Python TensorFlow Building and Training a Simple Model: Exercise-4 with Solution

Write a Python program that builds a feedforward neural network using TensorFlow with one hidden layer and a sigmoid activation function.

From Wikipedia -
A feedforward neural network (FNN) is one of the two broad types of artificial neural network, characterized by the direction of information flow between its layers. Its flow is uni-directional, meaning that the information in the model flows in only one direction—forward—from the input nodes, through the hidden nodes (if any) and to the output nodes, without any cycles or loops, in contrast to recurrent neural networks, which have bi-directional flow.
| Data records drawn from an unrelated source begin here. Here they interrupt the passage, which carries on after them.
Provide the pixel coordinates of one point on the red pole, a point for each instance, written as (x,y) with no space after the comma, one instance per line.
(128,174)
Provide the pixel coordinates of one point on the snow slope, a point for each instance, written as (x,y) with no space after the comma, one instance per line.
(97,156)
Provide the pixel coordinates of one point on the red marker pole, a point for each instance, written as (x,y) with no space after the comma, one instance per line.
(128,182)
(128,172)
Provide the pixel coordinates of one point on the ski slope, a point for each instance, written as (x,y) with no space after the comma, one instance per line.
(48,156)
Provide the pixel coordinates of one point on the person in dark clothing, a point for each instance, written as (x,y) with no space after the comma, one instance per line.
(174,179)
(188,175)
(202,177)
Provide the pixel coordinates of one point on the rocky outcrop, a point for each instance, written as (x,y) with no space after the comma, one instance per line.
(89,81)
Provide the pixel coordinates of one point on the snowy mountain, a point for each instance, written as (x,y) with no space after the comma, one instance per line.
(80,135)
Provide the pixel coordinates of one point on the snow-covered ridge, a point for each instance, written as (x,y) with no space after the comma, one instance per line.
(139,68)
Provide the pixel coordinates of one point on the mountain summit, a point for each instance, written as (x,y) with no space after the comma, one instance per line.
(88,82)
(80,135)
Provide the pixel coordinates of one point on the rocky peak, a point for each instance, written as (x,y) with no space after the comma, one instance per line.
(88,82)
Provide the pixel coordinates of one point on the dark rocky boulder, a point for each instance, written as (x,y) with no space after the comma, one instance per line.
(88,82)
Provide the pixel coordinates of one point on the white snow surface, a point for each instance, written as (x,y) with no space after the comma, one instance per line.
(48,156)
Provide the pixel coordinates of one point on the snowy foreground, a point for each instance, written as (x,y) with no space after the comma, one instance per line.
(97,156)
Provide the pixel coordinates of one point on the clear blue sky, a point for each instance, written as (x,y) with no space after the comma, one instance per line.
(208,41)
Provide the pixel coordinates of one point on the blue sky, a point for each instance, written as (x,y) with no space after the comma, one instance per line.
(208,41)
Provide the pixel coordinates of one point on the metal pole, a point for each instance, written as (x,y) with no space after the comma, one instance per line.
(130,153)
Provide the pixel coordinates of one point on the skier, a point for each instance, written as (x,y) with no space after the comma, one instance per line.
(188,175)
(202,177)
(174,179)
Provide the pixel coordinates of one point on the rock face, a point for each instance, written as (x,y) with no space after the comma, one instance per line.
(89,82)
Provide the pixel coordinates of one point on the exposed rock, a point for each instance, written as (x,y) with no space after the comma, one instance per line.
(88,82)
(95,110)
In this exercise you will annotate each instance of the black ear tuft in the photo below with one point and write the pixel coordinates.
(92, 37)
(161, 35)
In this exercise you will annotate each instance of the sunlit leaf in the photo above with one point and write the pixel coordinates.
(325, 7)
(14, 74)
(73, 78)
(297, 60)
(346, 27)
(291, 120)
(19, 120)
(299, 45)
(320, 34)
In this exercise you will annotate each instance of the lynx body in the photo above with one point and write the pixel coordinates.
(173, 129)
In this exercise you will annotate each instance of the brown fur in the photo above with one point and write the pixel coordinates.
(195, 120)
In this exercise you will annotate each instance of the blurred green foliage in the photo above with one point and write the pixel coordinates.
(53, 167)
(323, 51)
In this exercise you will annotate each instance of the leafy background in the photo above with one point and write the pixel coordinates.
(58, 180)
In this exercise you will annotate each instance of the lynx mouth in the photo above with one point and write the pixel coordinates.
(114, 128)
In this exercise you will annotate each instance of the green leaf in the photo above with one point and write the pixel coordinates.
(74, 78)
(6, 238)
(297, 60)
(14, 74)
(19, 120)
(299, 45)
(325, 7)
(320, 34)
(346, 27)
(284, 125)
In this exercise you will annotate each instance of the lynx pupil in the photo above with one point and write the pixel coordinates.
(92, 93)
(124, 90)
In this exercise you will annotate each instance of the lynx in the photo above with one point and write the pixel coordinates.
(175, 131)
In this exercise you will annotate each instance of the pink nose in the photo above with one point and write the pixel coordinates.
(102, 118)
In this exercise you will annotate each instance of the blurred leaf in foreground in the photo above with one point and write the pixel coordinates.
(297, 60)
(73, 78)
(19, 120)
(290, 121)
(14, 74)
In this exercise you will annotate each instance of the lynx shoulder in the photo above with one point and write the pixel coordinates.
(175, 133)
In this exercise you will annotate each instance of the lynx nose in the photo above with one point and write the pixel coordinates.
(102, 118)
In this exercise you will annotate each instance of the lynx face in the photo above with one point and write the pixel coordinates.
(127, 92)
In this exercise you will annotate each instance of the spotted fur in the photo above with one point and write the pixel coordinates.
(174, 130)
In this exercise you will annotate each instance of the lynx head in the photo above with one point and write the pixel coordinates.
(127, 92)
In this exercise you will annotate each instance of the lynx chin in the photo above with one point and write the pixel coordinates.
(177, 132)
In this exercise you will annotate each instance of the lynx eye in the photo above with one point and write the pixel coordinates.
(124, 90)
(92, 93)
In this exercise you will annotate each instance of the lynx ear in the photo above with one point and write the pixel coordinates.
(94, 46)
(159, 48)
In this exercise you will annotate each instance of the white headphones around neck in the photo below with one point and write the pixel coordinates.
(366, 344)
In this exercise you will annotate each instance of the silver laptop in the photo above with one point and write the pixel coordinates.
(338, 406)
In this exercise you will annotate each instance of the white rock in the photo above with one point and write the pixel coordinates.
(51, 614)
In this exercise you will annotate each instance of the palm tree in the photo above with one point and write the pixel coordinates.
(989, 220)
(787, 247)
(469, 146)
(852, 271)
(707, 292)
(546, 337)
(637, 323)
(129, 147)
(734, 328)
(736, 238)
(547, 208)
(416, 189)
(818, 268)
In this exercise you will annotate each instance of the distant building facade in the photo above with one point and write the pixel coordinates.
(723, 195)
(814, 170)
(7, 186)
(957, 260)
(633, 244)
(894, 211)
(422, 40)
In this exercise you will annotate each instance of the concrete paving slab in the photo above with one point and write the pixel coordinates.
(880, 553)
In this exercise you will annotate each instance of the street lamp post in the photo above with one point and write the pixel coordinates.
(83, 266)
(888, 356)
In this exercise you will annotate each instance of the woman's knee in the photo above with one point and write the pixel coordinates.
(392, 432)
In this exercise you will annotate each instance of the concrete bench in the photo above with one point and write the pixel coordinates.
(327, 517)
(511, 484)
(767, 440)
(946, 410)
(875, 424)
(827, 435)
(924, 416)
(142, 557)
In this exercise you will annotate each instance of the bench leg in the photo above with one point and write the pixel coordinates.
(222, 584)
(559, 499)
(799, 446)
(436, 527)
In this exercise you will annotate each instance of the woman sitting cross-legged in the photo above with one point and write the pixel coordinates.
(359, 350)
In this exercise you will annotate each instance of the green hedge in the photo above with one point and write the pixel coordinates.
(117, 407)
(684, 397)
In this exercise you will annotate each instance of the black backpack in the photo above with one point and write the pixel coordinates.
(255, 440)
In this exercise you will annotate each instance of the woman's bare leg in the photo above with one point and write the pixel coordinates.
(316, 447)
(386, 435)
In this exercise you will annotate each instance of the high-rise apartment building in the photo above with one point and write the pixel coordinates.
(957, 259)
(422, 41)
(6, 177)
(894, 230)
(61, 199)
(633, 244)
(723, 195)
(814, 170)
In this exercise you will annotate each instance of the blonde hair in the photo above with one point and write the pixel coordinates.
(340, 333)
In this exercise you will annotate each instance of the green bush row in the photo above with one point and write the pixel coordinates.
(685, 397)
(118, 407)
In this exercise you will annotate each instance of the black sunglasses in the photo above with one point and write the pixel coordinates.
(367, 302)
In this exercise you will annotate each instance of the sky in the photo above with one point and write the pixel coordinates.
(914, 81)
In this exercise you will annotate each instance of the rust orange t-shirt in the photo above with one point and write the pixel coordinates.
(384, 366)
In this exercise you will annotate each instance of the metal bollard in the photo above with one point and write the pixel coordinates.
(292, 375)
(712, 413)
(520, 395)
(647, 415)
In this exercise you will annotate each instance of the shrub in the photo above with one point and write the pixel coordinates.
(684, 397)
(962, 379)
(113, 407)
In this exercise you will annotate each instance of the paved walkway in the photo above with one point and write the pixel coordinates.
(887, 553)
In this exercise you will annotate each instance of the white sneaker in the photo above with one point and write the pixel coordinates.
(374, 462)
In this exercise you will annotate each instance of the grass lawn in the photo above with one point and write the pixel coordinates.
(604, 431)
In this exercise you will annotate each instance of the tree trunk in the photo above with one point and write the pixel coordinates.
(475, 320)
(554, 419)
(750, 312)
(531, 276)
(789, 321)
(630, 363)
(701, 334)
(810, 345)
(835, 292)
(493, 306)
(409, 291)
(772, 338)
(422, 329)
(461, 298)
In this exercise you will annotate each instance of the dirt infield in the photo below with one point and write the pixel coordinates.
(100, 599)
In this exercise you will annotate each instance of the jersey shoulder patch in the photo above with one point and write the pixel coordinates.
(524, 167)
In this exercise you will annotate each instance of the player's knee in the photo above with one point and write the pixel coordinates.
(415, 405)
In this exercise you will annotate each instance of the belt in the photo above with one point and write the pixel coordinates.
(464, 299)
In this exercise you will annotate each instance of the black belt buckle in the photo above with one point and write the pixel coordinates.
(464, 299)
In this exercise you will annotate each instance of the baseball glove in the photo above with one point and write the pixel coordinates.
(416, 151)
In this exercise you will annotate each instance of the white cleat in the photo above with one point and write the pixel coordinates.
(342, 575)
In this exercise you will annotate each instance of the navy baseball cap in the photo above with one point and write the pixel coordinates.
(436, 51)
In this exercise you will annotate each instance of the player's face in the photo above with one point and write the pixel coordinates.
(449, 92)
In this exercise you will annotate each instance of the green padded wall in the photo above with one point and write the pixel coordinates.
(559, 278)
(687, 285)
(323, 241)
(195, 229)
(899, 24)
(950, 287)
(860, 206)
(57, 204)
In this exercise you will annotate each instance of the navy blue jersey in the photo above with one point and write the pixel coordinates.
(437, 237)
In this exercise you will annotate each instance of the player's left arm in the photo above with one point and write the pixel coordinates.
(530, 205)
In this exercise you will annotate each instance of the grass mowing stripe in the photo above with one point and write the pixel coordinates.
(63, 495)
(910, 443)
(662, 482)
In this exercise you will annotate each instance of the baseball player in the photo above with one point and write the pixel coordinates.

Modern feedforward networks are trained using the backpropagation method and are colloquially referred to as the "vanilla" neural networks.

Sample Solution:

Python Code:

from tensorflow import keras

# Replace these values with appropriate values for your problem
input_size = 100  # Number of input features
hidden_units = 32  # Number of units in the hidden layer
output_units = 1  # Number of output units (e.g., 1 for binary classification)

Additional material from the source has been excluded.